Colorectal cancer pre-diagnostic symptoms are associated with anatomic cancer site

Background

Signs and red flag symptoms in colorectal cancer (CRC) patients who are below the recommended screening age are often overlooked, leading to delayed diagnosis and worse prognosis. This study investigates how patient pre-diagnostic symptoms are associated with anatomic site of their cancer and whether the association varies by age at CRC diagnosis.

Methods

We ascertained CRC patients’ experienced symptoms and screening through medical abstractions from an ongoing population-based study of CRC patients identified through a SEER cancer registry (N = 626). We used logistic regression to estimate odds ratios and 95% confidence intervals for the association between symptoms and CRC anatomic site. Additional analyses were stratified by age at diagnosis. Early-onset was defined as less than 50 years of age at CRC diagnosis.

Results

Participants who experienced blood in stool were more likely (odds ratio (95% confidence interval)) to have rectal (vs. colon) cancer (4.37 (3.02, 6.33)), as were patients who experienced changes to stool (1.78 (1.21, 2.60)). Patients diagnosed with colon cancer were more likely to present with abdominal pain (0.30 (0.19, 0.47)), anemia (0.40 (0.21, 0.75)), other symptoms (0.33 (0.19, 0.55)) and no symptoms (0.68 (0.44, 1.04)). When stratifying by age at diagnosis, we found that the association between blood in stool and rectal tumor location was particularly pronounced for patients with early-onset CRC (6.48 (2.73, 15.41)).

Conclusions

Common pre-diagnostic red flag symptoms are associated with CRC anatomic site.
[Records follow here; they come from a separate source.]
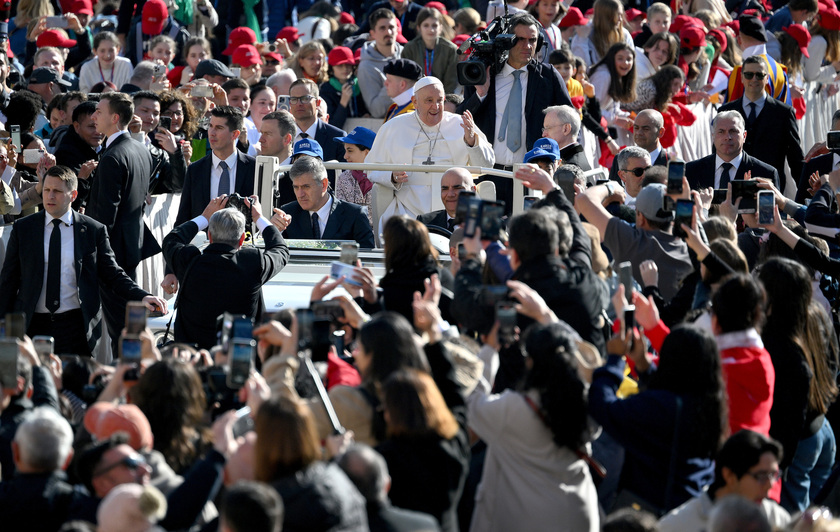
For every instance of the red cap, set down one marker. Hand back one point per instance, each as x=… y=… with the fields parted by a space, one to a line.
x=289 y=33
x=692 y=37
x=437 y=5
x=829 y=19
x=720 y=37
x=81 y=7
x=633 y=14
x=245 y=55
x=802 y=36
x=238 y=37
x=54 y=38
x=340 y=55
x=154 y=17
x=573 y=18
These findings can inform best practices for gastroenterologist triage of care and early evaluation of CRC and are of key importance given the rise of early-onset (pre-screening age) CRC.

Trial registration

Not applicable to this study and analysis.

In the last few decades, incidence and mortality rates of colorectal cancer (CRC) have been decreasing in those over the age of 50, which can be attributed to increased screening rates [1]. There has been a rise of CRC cases in younger patients resulting in the recommended screening age being lowered to 45 years old in 2020 [2, 3]. However, national compliance for CRC screening is about 70%, which is below the national target of 80% [3, 4]. Even with screening, most CRC cases in the United States are diagnosed because of symptomatic presentation [5]. Recent evidence suggests that delays in referral and diagnosis for patients with symptomatic CRC is associated with a more advanced stage at diagnosis and a worse prognosis [6].

CRC patients younger than the recommended screening age without known risk factors are inherently diagnosed on diagnostic exams prompted by their symptoms rather than through routine, asymptomatic screening [7]. Often, signs and symptoms of CRC in these patients are underreported and overlooked despite their significant presence due to assumptions that these individuals are unlikely to have cancer [8]. Additionally, early-onset CRC patients tend to present with symptoms for a greater duration of time and/or intensity before diagnosis and may have more advanced stages of CRC at diagnosis compared to later-onset CRC patients [9]. Those with delays in cancer diagnosis have been shown to contribute to a poorer chance of survival [6].

Previous findings suggest that cancers in the proximal and distal sites of the colon may have different risk factors, but it is unclear if patients display pre-diagnostic symptoms that are specific to the anatomic site of their cancer and whether the association varies by age at CRC diagnosis. Red flag symptoms such as rectal bleeding, abdominal pain, change in bowel habits, unexplained weight loss, and anemia precede 70–95% of early-onset CRC cases [10]. A classic red flag symptom, rectal bleeding, is more likely to be associated with CRC in distal sections of the colon [11]. Thus, identification of red flag symptoms specific to CRC anatomic site could confirm appropriate triage for clinical care. This study aims to explore whether there is an association between CRC pre-diagnostic symptoms and anatomic site of the tumor, specifically between the colon and rectum. Identifying patterns of pre-diagnostic symptoms by anatomic site may provide future insight into best practices for early evaluation of CRC.

Study population

Participants were recruited through the Puget Sound Surveillance, Epidemiology and End Results (SEER) cancer registry. The Puget Sound SEER collects information on all cancers from residents across 13 counties in western Washington state. Participants in this study were diagnosed with CRC from April 1, 2016 to December 31, 2018 and were 20-74 years of age at the time of diagnosis [12]. Participants in the study were limited to those who were diagnosed with primary CRC.

We identified patients who had CRC during this period using International Classification of Diseases, Oncology, Version 3 (ICD-O-3) codes. There were 2,345 eligible CRC patients identified through SEER. Among those identified, 541 patients (23%) declined to enroll, 294 (13%) were lost to contact, and 56 (2%) were deceased. A total of 1,454 (62%) patients consented and were enrolled [12]. For this study, we excluded individuals for whom complete medical record abstraction was not available (N = 749). Individuals with hereditary CRC, diagnosed with inflammatory bowel disease, or who had a colectomy prior to their CRC diagnosis date were excluded (N = 69). Also excluded were those for whom no record data was available to determine whether symptoms vs. screening led to diagnosis (N = 10), leaving a final sample size of 626. A CONSORT diagram detailing the inclusion criteria appears in Additional File 1.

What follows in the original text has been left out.